Yaitu sejauh mana kehati-hatian, konfirmasi, dan keberimbangan benar-benar dijaga.Di ruang kantor yang sederhana, Zefmon menyampaikan kegelisahannya.
Nama sekolah yang ia pimpin berulang kali muncul dalam pemberitaan bernada tudingan tanpa pernah disertai konfirmasi. Dalam praktik pers, situasi semacam ini tidak bisa dianggap sepele.
Ketika klarifikasi dibiarkan sunyi, pers perlahan turun dari singgasananya sebagai pilar demokrasi, lalu menjelma gema prasangka.
Sebagai organisasi profesi, PWI tidak berada pada posisi menghakimi benar atau salah sebuah peristiwa. Namun PWI memiliki kewajiban moral untuk mengingatkan bahwa kebebasan pers tidak berdiri sendiri.

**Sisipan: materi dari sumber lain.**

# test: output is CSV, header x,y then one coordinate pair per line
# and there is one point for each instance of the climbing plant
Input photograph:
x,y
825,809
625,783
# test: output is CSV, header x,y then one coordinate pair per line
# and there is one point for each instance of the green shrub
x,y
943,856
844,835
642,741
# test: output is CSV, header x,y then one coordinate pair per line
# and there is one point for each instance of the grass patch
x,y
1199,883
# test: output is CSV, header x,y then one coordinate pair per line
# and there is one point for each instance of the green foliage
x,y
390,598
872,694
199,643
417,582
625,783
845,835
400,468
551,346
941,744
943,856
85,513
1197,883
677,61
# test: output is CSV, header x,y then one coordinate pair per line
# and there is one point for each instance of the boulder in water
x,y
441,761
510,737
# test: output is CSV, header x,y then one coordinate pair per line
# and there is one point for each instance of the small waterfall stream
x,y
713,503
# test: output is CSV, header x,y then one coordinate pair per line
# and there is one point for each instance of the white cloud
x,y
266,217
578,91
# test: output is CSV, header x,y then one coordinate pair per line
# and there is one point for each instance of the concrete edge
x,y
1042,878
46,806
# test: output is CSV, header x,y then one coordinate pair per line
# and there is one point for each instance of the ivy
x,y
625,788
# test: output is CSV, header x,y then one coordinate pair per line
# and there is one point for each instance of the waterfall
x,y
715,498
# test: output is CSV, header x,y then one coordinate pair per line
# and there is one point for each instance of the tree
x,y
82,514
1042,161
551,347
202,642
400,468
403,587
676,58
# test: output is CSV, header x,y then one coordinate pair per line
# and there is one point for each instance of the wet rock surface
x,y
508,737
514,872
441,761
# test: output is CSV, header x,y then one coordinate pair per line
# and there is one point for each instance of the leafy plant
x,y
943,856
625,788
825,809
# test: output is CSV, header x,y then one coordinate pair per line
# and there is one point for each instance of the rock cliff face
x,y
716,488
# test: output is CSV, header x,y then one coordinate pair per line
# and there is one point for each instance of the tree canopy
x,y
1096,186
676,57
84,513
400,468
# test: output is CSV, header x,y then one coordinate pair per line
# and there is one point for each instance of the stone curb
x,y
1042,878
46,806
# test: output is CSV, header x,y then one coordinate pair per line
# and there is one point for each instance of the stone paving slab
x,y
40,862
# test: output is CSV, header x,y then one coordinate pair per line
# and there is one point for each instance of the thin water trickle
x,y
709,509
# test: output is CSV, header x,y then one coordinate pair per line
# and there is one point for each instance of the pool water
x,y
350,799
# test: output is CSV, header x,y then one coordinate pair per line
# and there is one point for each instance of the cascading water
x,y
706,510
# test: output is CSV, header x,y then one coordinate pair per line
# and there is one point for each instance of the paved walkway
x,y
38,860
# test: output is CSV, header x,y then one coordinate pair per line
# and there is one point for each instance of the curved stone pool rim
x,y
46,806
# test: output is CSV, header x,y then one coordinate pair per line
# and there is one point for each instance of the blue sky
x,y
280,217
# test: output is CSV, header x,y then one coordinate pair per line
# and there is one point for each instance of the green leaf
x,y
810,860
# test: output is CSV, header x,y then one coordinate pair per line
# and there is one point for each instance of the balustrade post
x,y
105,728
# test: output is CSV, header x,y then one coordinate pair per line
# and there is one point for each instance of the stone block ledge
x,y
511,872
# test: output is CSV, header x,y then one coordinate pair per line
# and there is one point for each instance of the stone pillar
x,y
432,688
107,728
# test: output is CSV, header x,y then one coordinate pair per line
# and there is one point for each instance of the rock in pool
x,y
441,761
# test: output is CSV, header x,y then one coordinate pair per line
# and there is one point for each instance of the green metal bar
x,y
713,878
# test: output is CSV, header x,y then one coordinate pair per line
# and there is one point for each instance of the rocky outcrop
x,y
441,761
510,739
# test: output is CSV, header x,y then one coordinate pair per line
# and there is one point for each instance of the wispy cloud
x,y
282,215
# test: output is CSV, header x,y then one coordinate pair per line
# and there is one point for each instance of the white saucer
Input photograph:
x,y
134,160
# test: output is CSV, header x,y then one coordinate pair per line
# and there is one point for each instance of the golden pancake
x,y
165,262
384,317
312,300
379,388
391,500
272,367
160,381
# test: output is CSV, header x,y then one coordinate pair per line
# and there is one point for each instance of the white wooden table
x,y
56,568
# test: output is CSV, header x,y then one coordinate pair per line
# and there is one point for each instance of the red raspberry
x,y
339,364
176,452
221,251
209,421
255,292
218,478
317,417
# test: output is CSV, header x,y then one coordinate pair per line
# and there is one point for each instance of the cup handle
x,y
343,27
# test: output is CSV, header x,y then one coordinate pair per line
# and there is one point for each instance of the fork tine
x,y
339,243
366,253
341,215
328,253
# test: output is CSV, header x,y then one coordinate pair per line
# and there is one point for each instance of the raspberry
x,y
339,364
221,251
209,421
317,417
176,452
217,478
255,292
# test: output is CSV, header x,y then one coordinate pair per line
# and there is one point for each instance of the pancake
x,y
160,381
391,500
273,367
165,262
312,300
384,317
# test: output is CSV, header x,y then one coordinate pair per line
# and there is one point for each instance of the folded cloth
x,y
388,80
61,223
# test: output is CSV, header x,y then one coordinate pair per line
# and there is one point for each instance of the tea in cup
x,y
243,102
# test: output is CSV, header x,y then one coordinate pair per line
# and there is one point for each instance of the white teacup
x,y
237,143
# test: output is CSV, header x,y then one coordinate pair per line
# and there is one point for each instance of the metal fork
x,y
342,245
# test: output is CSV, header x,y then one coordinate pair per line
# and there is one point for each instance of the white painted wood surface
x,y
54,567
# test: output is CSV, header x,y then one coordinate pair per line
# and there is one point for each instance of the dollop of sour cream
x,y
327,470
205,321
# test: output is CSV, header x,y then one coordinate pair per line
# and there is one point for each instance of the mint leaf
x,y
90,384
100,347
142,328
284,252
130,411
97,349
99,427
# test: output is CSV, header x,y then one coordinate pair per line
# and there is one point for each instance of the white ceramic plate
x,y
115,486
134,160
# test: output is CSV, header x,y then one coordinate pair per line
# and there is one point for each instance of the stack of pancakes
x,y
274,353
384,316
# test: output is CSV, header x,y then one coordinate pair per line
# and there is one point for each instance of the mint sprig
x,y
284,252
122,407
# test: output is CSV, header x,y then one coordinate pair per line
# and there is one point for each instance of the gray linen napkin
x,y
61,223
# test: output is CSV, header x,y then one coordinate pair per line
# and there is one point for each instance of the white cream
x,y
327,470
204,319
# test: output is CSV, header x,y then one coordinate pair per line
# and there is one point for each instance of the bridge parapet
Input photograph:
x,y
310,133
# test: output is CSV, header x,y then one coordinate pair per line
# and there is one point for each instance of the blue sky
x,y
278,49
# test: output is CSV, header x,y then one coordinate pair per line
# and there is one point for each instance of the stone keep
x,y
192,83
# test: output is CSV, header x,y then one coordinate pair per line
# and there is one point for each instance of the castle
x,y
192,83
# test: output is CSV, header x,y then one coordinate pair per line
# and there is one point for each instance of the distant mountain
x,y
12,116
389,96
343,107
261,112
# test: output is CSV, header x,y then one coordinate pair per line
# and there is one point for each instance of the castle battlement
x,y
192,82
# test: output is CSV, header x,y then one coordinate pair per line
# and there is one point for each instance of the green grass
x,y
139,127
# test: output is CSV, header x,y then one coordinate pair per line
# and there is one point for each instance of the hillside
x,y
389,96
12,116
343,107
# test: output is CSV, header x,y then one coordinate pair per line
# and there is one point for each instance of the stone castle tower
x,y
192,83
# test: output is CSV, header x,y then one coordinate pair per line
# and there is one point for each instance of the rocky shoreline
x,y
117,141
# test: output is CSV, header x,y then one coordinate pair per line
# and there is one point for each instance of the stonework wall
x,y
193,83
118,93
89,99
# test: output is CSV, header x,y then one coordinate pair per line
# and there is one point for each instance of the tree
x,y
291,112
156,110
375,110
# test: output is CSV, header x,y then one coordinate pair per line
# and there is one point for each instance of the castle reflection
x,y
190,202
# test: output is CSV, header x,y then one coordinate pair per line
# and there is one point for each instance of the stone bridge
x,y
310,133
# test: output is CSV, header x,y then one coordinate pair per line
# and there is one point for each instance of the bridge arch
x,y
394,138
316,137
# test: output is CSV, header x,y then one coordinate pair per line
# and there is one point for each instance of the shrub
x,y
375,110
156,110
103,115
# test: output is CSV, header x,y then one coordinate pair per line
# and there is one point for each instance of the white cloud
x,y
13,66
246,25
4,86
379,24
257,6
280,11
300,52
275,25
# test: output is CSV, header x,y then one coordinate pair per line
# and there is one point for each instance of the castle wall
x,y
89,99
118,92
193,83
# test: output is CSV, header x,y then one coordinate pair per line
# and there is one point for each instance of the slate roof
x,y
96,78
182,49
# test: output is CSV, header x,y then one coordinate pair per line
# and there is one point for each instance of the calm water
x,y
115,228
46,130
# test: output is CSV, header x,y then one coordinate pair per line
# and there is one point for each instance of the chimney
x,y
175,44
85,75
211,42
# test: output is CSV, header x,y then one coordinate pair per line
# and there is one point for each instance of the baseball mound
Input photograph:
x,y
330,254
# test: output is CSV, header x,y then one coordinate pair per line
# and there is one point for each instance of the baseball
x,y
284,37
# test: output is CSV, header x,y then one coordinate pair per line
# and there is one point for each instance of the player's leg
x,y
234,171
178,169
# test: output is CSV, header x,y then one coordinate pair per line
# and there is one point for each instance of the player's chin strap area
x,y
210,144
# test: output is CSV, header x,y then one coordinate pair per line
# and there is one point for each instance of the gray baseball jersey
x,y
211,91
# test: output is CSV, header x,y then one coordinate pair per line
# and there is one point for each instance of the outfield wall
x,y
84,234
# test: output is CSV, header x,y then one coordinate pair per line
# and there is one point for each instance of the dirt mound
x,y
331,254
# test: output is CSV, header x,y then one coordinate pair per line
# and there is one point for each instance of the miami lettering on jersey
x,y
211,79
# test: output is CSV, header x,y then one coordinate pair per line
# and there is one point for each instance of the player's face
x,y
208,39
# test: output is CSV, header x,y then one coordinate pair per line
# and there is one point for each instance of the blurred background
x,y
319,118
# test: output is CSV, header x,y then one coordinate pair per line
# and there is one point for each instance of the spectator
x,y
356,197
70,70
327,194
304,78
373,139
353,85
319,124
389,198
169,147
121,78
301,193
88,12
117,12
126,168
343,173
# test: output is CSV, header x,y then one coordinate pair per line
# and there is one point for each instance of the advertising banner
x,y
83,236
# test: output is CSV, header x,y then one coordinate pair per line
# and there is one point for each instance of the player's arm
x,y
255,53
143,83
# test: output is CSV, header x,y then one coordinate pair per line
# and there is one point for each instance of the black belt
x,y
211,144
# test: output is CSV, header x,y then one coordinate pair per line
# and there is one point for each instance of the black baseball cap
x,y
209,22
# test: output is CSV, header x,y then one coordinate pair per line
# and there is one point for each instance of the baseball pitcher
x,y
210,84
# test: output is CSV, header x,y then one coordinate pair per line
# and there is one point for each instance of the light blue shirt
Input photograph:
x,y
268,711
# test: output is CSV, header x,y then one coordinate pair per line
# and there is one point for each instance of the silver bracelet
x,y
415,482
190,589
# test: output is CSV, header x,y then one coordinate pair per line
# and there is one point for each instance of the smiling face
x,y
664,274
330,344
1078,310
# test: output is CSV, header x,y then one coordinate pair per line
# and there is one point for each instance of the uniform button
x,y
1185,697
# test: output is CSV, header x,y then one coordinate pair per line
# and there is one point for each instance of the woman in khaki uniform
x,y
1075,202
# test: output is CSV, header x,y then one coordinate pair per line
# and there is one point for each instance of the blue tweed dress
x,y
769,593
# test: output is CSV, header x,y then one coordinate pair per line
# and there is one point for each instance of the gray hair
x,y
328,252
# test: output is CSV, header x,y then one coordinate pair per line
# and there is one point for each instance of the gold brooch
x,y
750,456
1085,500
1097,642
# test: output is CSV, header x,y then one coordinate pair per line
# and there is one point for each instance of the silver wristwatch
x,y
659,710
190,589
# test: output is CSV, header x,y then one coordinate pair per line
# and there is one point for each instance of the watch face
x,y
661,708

Undang-Undang Nomor 40 Tahun 1999 tentang Pers telah menyediakan mekanisme yang adil melalui hak jawab dan hak koreksi. Hak ini bukan perlawanan terhadap pers, melainkan bagian dari ekosistem pers yang sehat.
Zefmon menyebut salah satu pemberitaan media daring tertanggal 8 Desember 2025 berjudul “SMPN 26 Didera Isu Pelanggaran, Laporan Resmi Mengalir ke Polda Kepri” sebagai latar kegelisahannya.
Catatan ini saya tempatkan bukan untuk menilai substansi, melainkan untuk menegaskan satu prinsip mendasar: informasi yang disiarkan tanpa konfirmasi bukan sekadar cacat prosedur, tetapi berpotensi menyesatkan publik. Dalam jurnalisme, kebenaran tidak lahir dari pengulangan, melainkan dari verifikasi.
Berbagai klarifikasi yang disampaikannya saya posisikan sebagai penjelasan sepihak yang sah untuk disampaikan, bukan sebagai kesimpulan. Tugas saya sebagai Ketua PWI Batam bukan membenarkan atau membantah, melainkan memastikan bahwa setiap suara mendapat ruang yang layak sebagaimana diwajibkan oleh undang-undang.
Zefmon menegaskan bahwa tudingan pemalsuan tanda tangan dalam dokumen RKAS tidak pernah terjadi. Penyusunan RKAS, menurutnya, dilakukan sesuai prosedur Dana BOS dengan melibatkan tim resmi, lengkap dengan berita acara dan daftar hadir yang telah diverifikasi.
Jika terdapat guru yang merasa tidak menghadiri rapat tertentu, hal itu dapat terjadi akibat perbedaan waktu koordinasi atau penyatuan proses administrasi. Bukan rekayasa, apalagi pemalsuan.
Terkait pungutan, ia meluruskan satu per satu dengan nada hati-hati. Infak pembangunan musala disebut bersifat sukarela, tanpa paksaan, serta tidak berkaitan dengan nilai maupun administrasi siswa. Amplop, katanya, hanyalah alat, bukan tekanan.
Pengembalian buku paket bagi siswa kelas IX merupakan kewajiban menjaga aset negara. Ketika terdapat buku yang hilang, uang Rp50 ribu yang disebut dalam pemberitaan bukanlah pungutan liar, melainkan pengganti buku atas permintaan orang tua agar sekolah dapat menyediakan buku baru.
Hal yang sama berlaku untuk buku literasi fiksi, yang merupakan bagian dari Gerakan Literasi Sekolah, bukan syarat administratif, apalagi kewajiban mutlak.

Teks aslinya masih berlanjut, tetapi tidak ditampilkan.